Нина с радостью забралась на подоконник.
Ветер еще настойчивее кидался снегом в оледеневшие окна, но теперь завывания его не казались страшными.
В избе было светло от снега за окном. Лучины уже погасли. Храп наполнил избу. Но Нина боялась уснуть.
Мороз-мечтатель рисовал на стекле цветы и замки.
Сквозь волшебный белый город в окно заглядывала ночь.
Монотонное завывание вьюги убаюкивало, но страх не увидеться с братом был сильнее усталости.
Девочка прислушивалась к каждому звуку.
Наконец, когда тьма начала понемногу рассеиваться, Нина услышала скрип снега под полозьями.

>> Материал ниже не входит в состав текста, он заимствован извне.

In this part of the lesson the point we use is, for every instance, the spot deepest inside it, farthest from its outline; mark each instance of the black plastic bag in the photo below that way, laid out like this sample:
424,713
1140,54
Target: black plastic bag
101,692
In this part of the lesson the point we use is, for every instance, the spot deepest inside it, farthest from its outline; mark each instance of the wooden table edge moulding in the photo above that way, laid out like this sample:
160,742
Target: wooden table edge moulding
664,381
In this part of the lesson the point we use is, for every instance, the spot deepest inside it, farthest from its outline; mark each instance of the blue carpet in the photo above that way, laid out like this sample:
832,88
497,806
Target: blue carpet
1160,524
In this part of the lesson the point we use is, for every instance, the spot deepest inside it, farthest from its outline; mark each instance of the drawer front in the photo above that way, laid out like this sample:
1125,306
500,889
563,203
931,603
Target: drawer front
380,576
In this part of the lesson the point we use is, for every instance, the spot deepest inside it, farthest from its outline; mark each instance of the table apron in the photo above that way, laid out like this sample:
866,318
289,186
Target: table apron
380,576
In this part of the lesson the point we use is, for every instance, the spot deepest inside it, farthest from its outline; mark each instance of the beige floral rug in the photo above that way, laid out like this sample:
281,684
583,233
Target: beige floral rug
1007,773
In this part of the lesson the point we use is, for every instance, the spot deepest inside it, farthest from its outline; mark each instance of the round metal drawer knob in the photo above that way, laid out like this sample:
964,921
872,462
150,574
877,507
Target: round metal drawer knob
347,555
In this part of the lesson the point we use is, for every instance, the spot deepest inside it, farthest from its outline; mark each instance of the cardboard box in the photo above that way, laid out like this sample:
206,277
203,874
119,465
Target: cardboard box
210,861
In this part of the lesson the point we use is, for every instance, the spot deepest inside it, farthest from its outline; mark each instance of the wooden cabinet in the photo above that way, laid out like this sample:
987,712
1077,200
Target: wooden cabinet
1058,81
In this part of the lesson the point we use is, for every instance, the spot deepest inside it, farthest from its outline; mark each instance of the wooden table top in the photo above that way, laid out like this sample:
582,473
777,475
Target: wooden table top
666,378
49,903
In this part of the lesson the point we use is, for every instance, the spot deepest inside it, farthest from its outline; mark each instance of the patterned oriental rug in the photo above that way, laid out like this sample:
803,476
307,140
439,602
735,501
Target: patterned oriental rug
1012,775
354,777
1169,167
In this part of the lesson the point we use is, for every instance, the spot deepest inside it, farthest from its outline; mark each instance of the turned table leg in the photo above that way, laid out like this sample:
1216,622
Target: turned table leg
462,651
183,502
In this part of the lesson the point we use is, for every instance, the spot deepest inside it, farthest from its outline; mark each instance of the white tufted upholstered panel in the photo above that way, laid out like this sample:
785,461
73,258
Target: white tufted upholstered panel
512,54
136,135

Девочка осторожно спустилась с подоконника, прокралась между спящими к выходу и выбежала на улицу.
Глава 24
Обозы
Повозки с сеном понурым караваном тянулись к линии фронта. Горизонт время от время вспыхивал кровавым заревом. Вдали гремели взрывы.
Нина напряженно вглядывалась в лица обозников.
Впереди шли двое бородатых русских мужиков. За ними устало плелся немец с ружьем. Следом шел обозник с перевязанным лицом.
— Нинка! — радостно крикнул он голосом Толика.
Волна радости захлестнула Нину, и она бросилась на шею брату.
Он расцеловал сестренку в обе щеки. Обнял левой рукой. Правая была перевязана белой, запачкавшейся уже тканью.
Толик легко здоровой рукой подхватил сестренку, подсадил ее на повозку с сеном. Сквозь белую повязку на руке проступало пятнышко крови.
— Что с тобой? — забеспокоилась Нина.
— Пустяки! — Толик махнул рукой, словно отмахиваясь от беспокойства младшей сестренки, как от безобидной, но надоедливой мухи. — До свадьбы заживет!
— А как же немцы? — Нина опасливо покосилась на спину на человека с ружьем.